The hairdresser gaped at her.

‘Free consultation?’ she asked.

‘What?’

‘I beg your pardon, I thought you were someone else.’ She opened the door and stepped out onto the snowy pavement. Carefully she shuffled towards the chemist’s. There were almost no lights on in the hairdressing salon, only the lamps around one of the four mirrors. The door was not ajar. The perfumery across the road had a large sign in the window announcing a sale with 50 per cent discount on all items. One day there’ll be nothing but badgers walking around this town. People have already started to go away. She heard the man she no longer knew saying it. Or they simply die, that’s an option too of course. The chemist’s was open. There were even customers waiting at the counter. They weren’t holding a sale here.
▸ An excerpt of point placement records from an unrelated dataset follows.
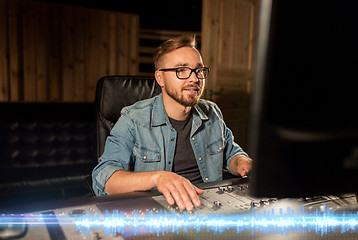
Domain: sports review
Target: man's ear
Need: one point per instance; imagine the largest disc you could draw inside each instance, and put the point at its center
(158, 78)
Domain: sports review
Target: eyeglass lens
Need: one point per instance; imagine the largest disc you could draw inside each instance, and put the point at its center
(185, 72)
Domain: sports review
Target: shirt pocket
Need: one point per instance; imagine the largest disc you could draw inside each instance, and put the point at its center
(146, 155)
(216, 147)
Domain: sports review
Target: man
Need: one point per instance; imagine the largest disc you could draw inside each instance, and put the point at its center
(174, 139)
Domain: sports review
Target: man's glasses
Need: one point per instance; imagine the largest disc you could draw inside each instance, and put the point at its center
(185, 72)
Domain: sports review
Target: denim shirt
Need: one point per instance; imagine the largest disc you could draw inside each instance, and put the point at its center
(144, 136)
The young man who served her peered at the prescription for a long time and then looked up, probably to ask why the patient’s name was missing. She stared at him the way she had just stared at the hairdresser and he went into the back room. Once she had her plastic bag of tablets, she walked back to the car park on the other side of the road. It occurred to her that, as far as the boy was concerned, her hair had always been like this. He didn’t know her any other way. Neither did the dog that apparently saw her as a fellow canine. In the window display of an outdoor shop, the shop where she’d bought the map, there were male heads wearing woolly hats. One of them, bearing the brand name Patagonia, was pastel blue with an edge in various other shades of blue, from very light to very dark, like a bar code. It made her think of the mountain and what the boy had said yesterday morning. She’d heard him, she just hadn’t responded. She went into the shop, bought the hat and asked the shop assistant to gift-wrap it, watching while he fiddled awkwardly with a roll of Sellotape. A muscle in her right leg quivered. She felt hot. The hat was expensive. That doesn’t matter, she thought, I don’t have to worry about that. She said goodbye to the shop assistant – who looked at her with surprise – and left. It wasn’t until she was outside that she worked out what had happened. She must have said it in Dutch, ‘Tot ziens’, even though she was sure she was speaking English. The clock on the arch in the town wall said quarter past eleven.